プレアデスは生存者の救助と基地の奪還のため、第659宇宙基地へと急いでいる。
なお、今回の任務から情報士官としてムーハ人女性のウサが同行している。
ウサは最近ムーハ星の学校を卒業したばかりで、学校ではミリタリーインテリジェンスを専攻していた。
◇
「ウサ、基地の破損状況をどう見る?」
ソウコウが尋ねる。
「そうですね……破損の程度は軽微です。その事から生存者がいる可能性は高いと想定されます。ですが、気になるのは敵がこの程度の攻撃で手を止めた理由です」
「サーシャ、生命反応はあるか?」
「……生命反応……あります。何人かわかりませんが生きてるようです」
「艦長、この基地は戦略上重要な拠点です。もしかしたら敵が占領済みかも……」
「わかった。アイラ、調査に行ってくれ。念のためマァルも同行だ」
プレアデスは基地に停泊。
マァル、アイラと数名の回復系魔導士が基地の調査に向かった。
◇
「マァル様、こちらには生存者は見つかりませんでした」
「ウム、我の方も死体ばかりだった」
基地内の第3階層まで探索をしたマァルたちだったが、生存者は見つからなかった。
「もう少し先を探しましょうか」
アイラが基地の奥に進むために第4階層の隔壁を開いたその時、爆発音が聞こえた。
艦との連絡通路の方向だ。
「今の音はっ!?」
急激に基地内の気圧が下がる。
強い風が後方に向かって流れた。
「……ムゥッ、罠か。してやられたな」
アイラは転送の護符を胸元から取り出そうとしたが、それはできなかった。
手首から先が吹き飛んでいたのだ。
うまく取り出せなかった護符が風に舞い、後方に吹き飛ばされて行く。
迸る血液、すぐさま魔導士が回復魔法で治療に取りかかろうとする……が、魔導士たちの頭部はまるで風船のように破裂した。
「くそっ! 物陰からの狙撃かっ!」
アイラは隔壁内部に体を滑り込ませ、扉をロックした。
急ぎ物陰に身を潜める。
「アイラ、貴様はここで休め。

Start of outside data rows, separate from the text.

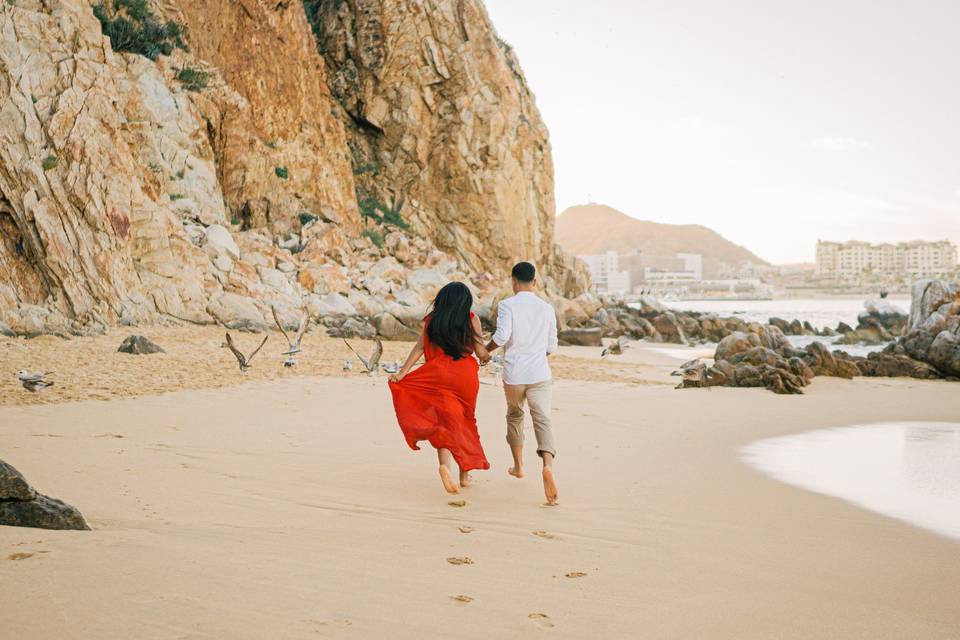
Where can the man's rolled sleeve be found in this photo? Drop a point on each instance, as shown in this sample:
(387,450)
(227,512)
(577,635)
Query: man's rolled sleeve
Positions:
(552,343)
(504,325)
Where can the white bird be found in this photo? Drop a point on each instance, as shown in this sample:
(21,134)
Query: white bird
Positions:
(372,364)
(34,382)
(391,368)
(243,360)
(617,348)
(692,373)
(294,343)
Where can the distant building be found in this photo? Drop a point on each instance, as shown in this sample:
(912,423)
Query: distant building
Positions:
(692,263)
(854,259)
(605,273)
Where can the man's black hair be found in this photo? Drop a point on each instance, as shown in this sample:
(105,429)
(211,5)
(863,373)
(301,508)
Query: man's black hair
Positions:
(524,272)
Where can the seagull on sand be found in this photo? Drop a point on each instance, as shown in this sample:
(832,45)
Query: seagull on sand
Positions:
(294,343)
(693,372)
(617,348)
(34,382)
(372,364)
(243,360)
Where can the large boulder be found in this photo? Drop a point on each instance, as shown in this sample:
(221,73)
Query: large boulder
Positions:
(139,345)
(390,328)
(237,312)
(581,337)
(13,486)
(735,343)
(823,362)
(22,506)
(669,327)
(332,304)
(219,241)
(928,296)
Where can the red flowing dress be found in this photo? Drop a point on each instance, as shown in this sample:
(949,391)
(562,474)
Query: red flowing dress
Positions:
(437,402)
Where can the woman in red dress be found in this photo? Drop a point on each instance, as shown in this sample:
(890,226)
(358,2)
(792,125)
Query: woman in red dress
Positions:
(437,401)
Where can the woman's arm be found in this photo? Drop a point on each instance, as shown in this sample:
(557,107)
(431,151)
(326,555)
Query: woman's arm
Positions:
(478,346)
(415,354)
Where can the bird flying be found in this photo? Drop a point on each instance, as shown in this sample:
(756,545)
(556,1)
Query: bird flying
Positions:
(617,348)
(294,343)
(243,360)
(372,364)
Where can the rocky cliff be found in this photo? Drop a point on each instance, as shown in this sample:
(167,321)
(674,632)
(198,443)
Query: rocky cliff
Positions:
(443,127)
(201,160)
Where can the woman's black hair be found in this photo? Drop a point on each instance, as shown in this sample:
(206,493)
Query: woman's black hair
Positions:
(450,327)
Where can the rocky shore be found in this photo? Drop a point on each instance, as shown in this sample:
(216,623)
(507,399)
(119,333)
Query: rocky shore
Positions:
(763,357)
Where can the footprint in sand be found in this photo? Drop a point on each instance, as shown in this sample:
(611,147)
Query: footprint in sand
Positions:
(542,620)
(337,622)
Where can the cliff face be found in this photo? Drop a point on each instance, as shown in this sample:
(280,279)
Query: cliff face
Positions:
(89,137)
(212,183)
(442,125)
(285,119)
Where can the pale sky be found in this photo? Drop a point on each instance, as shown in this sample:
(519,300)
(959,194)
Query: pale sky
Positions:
(773,122)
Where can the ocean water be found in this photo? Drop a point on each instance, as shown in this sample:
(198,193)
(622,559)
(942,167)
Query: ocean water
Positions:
(820,312)
(904,470)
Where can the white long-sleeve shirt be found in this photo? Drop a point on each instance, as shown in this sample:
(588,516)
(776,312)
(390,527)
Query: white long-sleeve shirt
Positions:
(527,330)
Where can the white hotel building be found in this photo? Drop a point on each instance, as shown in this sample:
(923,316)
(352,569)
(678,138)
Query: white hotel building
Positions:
(605,273)
(851,260)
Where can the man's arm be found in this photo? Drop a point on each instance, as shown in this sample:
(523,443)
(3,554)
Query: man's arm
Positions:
(552,342)
(504,328)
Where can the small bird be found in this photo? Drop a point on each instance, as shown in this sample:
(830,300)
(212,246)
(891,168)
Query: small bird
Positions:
(294,349)
(617,348)
(34,382)
(243,360)
(391,368)
(692,374)
(372,364)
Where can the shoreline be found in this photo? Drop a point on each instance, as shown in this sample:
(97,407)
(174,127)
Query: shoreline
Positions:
(292,508)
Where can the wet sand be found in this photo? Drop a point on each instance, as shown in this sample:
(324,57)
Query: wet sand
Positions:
(291,508)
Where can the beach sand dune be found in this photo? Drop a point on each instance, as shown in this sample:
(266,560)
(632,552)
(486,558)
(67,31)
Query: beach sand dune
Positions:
(291,508)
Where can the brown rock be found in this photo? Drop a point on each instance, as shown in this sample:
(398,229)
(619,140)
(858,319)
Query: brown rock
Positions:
(444,129)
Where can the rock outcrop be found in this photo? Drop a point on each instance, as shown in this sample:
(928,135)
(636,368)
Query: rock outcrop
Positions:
(444,130)
(933,330)
(139,345)
(212,182)
(879,323)
(22,506)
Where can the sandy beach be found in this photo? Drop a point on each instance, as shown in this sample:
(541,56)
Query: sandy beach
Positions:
(284,504)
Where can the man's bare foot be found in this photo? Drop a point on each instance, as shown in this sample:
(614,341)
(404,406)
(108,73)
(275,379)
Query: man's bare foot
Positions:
(447,480)
(549,486)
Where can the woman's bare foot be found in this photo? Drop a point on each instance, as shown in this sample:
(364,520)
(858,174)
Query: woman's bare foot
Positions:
(447,480)
(549,486)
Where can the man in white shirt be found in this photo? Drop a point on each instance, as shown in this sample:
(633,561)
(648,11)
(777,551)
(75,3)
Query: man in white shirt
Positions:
(527,329)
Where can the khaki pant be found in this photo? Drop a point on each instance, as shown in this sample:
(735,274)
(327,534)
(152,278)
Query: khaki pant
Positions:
(539,397)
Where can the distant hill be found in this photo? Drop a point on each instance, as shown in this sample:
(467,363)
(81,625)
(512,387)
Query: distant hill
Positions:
(596,228)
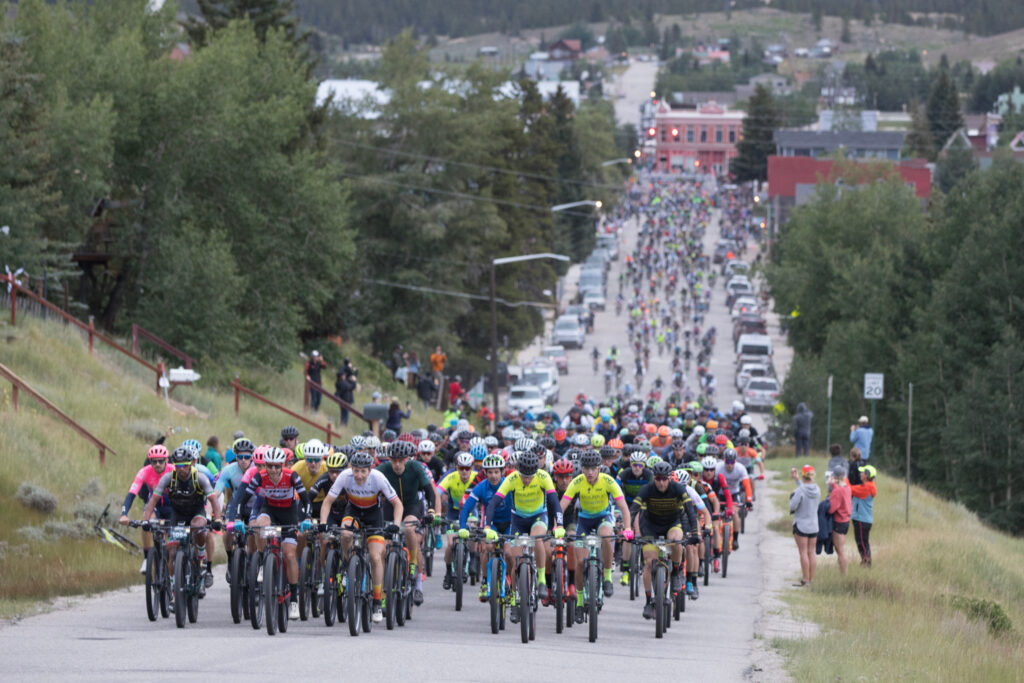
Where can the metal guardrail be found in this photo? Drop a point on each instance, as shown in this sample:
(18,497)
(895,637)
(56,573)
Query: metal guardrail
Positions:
(17,383)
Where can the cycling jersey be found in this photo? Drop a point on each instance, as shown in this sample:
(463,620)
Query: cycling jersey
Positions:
(593,498)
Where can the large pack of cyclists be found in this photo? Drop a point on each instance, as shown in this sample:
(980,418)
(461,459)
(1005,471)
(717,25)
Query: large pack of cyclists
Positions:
(647,492)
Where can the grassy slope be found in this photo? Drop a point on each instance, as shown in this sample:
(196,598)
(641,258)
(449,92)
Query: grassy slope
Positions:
(895,620)
(116,402)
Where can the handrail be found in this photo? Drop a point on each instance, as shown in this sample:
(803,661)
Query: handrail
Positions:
(17,383)
(345,404)
(89,329)
(246,390)
(138,331)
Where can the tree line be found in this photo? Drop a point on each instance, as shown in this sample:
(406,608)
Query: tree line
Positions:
(183,177)
(868,282)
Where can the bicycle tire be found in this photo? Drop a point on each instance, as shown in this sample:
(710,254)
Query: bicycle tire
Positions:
(558,593)
(305,568)
(390,591)
(257,609)
(659,589)
(495,593)
(522,583)
(459,580)
(152,587)
(269,594)
(353,595)
(593,577)
(180,590)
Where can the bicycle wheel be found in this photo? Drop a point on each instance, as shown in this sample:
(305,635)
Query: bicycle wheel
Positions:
(257,608)
(593,578)
(330,587)
(270,593)
(180,589)
(235,567)
(152,586)
(390,590)
(558,592)
(495,593)
(305,583)
(459,563)
(353,595)
(523,606)
(659,589)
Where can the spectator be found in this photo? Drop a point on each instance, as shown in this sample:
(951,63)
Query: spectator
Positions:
(344,388)
(213,455)
(802,428)
(837,462)
(313,370)
(425,390)
(840,507)
(804,507)
(437,360)
(861,435)
(395,416)
(863,511)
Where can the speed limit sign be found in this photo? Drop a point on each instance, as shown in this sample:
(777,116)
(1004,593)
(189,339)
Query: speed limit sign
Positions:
(873,386)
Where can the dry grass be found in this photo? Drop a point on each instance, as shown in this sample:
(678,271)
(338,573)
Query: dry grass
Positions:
(929,608)
(117,403)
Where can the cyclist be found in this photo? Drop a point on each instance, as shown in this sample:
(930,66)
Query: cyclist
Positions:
(663,508)
(143,485)
(187,491)
(411,478)
(278,486)
(594,488)
(365,487)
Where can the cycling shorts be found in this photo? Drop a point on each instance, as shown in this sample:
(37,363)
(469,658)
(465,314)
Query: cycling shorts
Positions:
(524,524)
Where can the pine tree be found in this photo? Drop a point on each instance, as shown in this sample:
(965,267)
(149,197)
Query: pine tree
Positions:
(758,142)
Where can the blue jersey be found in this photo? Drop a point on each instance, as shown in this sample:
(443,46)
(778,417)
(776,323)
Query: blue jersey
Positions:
(481,494)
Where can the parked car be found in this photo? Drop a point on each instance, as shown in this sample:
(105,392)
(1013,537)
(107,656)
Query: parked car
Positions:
(557,355)
(761,392)
(749,371)
(523,397)
(568,332)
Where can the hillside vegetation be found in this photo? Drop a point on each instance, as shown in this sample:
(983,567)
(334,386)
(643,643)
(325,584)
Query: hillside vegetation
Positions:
(43,555)
(944,599)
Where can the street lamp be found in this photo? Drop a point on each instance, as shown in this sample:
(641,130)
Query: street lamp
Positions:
(494,312)
(562,207)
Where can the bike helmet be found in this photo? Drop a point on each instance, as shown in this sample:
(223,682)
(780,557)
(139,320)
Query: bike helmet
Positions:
(180,456)
(527,463)
(243,445)
(361,459)
(401,450)
(562,467)
(275,457)
(662,469)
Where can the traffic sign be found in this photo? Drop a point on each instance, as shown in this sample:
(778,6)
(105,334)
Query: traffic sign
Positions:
(873,386)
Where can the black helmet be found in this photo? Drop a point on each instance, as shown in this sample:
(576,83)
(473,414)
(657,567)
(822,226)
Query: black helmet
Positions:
(401,450)
(527,463)
(180,455)
(662,469)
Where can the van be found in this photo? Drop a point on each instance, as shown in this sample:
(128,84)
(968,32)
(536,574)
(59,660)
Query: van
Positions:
(754,347)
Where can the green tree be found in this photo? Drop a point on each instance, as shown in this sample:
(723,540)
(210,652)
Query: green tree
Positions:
(758,142)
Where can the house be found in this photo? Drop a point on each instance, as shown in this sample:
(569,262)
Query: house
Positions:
(700,139)
(855,144)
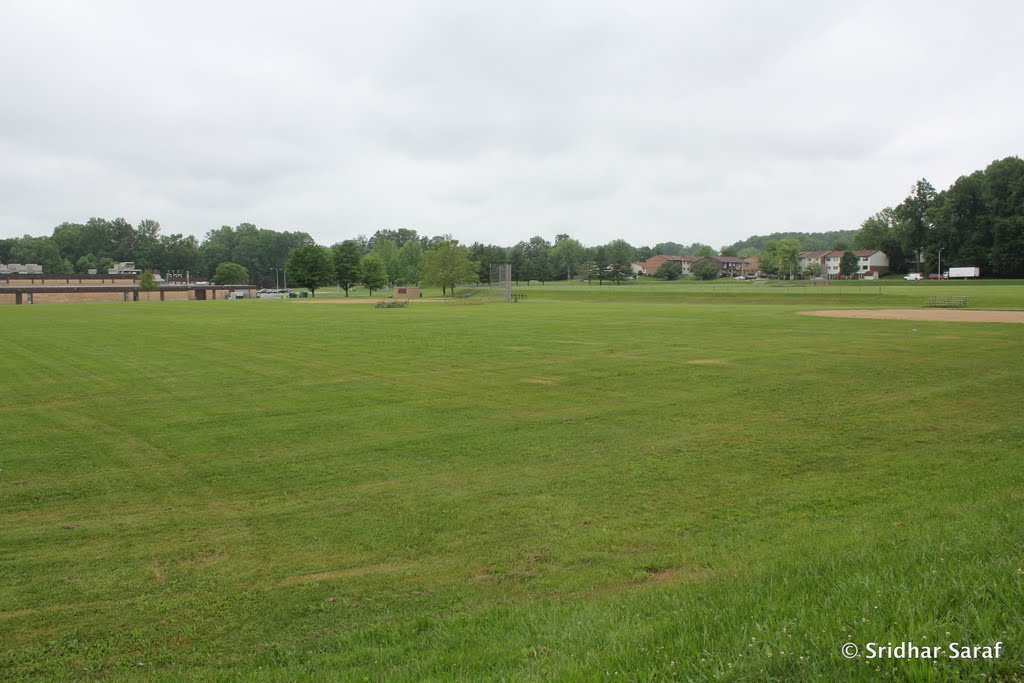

敵は我が始末する」
「しかし!」
「邪魔だと言っている。ここは我一人で十分だ」
事実、アイラは出血がひどく回復を急がねばならない状況だった。
アイラはマァルの言う通りにした。
艦との連絡通路は破壊された上、転送魔法は使えない。
そして見えない敵からの狙撃。
状況は悪い。
◇
「今の音は? 何が起こった?」
爆発の衝撃で船体が大きく揺れる。
「基地と艦の連絡通路が爆破されたようじゃな。プレアデスも連絡通路付近の外壁に被害が出ておる」
アルデが被害状況を報告する。
艦内は騒然としている。
連絡通路のあったブロックには大きな穴が開き、周囲のすべてのものを吐き出している。
アルデは手元のスイッチを操作し、耐圧隔壁を下ろして対象ブロックの切り離しにかかった。
サーシャがなにかに気づく。
「ソウコウ様!! 水平2時、垂直10時の方向に敵艦を感知! 敵主砲こちらに向いています!」
「アルデ、望遠モニタ起動だ」
「承知した」
敵影が作戦室の大窓に映し出される。
ウサは携帯端末を操作し敵を分析する。
「あれは重巡洋艦、強力な主砲と艦載機搭載能力を持ったジェミの攻撃艦です。紋章から『カテゴリ3』の軍であると思われます」
ジェミには文明ごとに『カテゴリ』という格付けが存在する。
新参の文明はカテゴリ3、地位は低く主に前線で戦う。ジェミの方針決定には関われず、受けた指示の通りに動く兵だ。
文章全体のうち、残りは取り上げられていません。